The 2022 meeting of the American Academy of Optometry takes place this year in San Diego. Drs. Christina Twardowski and Erin Stahl share with optometry time® key highlights from their discussion, “A Collaborative Approach to Pediatric Keratoconus,” which they presented at the meeting.
Christina Twardowski, OD, FAAO, is program director for the Children’s Mercy Pediatric Optometry Residency Program, as well as clinical assistant professor of ophthalmology at the University of Missouri-Kansas City School of Medicine, and Erin D. Stahl, MD, a pediatric ophthalmologist who is division director of ophthalmology and associate chair of surgery at Children’s Mercy Kansas City, as well as a professor in the department of ophthalmology at the University of Missouri – Kansas City School of Medicine.

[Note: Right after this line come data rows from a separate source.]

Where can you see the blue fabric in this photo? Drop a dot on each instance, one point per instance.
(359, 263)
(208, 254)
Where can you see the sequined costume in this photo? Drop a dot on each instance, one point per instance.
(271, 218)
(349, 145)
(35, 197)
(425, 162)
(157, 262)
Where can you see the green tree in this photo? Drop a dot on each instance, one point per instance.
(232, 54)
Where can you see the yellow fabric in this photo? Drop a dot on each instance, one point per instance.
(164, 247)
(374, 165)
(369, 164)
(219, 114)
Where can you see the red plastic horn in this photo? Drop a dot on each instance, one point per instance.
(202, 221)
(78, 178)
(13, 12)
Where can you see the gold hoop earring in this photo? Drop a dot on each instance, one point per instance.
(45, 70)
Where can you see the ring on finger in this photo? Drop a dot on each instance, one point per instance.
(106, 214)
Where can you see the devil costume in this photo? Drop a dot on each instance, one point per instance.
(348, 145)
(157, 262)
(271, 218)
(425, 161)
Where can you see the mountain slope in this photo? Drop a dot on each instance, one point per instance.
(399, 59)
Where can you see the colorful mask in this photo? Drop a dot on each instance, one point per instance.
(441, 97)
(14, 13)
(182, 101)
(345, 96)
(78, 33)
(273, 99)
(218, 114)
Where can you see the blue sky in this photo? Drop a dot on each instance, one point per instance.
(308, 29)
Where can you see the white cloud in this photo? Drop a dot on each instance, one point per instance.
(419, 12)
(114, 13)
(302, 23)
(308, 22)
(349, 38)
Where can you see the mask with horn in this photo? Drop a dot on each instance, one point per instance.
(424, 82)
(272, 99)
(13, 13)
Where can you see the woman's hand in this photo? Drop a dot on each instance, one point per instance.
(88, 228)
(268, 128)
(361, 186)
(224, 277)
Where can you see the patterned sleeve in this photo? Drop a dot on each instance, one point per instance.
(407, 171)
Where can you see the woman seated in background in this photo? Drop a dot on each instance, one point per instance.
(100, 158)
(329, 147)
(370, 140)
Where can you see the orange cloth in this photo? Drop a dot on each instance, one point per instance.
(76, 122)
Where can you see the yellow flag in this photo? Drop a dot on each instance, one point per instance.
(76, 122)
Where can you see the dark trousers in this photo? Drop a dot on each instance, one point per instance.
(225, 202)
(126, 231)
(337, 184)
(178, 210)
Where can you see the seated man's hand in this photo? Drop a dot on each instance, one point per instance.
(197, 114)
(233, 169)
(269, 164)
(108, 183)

What are the main lessons of the presentation?
- There is no bad reference – Often doctors think they have to keep a patient until a diagnosis can be confirmed. Pediatric keratoconus can progress rapidly, which means waiting for certainty of diagnosis can lead to permanent vision loss. Any suspicion of keratoconus warrants a referral.
- Use your retinoscope – Doctors often try secondary tests to help confirm the diagnosis of keratoconus. When it comes to children, testing attempts are often unsuccessful due to patient cooperation. Retinoscopy is a tool that we all have and that can confirm the diagnosis of keratoconus in any elderly patient.
- Optical treatment AND medical treatment are necessary – Being able to provide your pediatric keratoconus patients with both treatments is imperative for successful vision and eye health outcomes. Collaboration between optometry and ophthalmology is essential to meet family expectations and ensure the success of long-term vision.
Why is this so important for optometrists to address?
Optometrists tend to be the first to see and diagnose patients with keratoconus. Pediatric keratoconus may not be a diagnosis that comes to your office every week, but understanding the severity of the condition and the treatment required for these patients will help guide your decisions going forward.
What does this mean for patient care?
Early detection and treatment are key to avoiding severe visual impairment. Corneal cross-linking offers a true treatment for keratoconus, halting corneal changes and avoiding the full range of visual rehabilitation options. Pediatric patients with keratoconus require early diagnosis, careful examination, and early intervention with CXL to ensure a positive visual prognosis.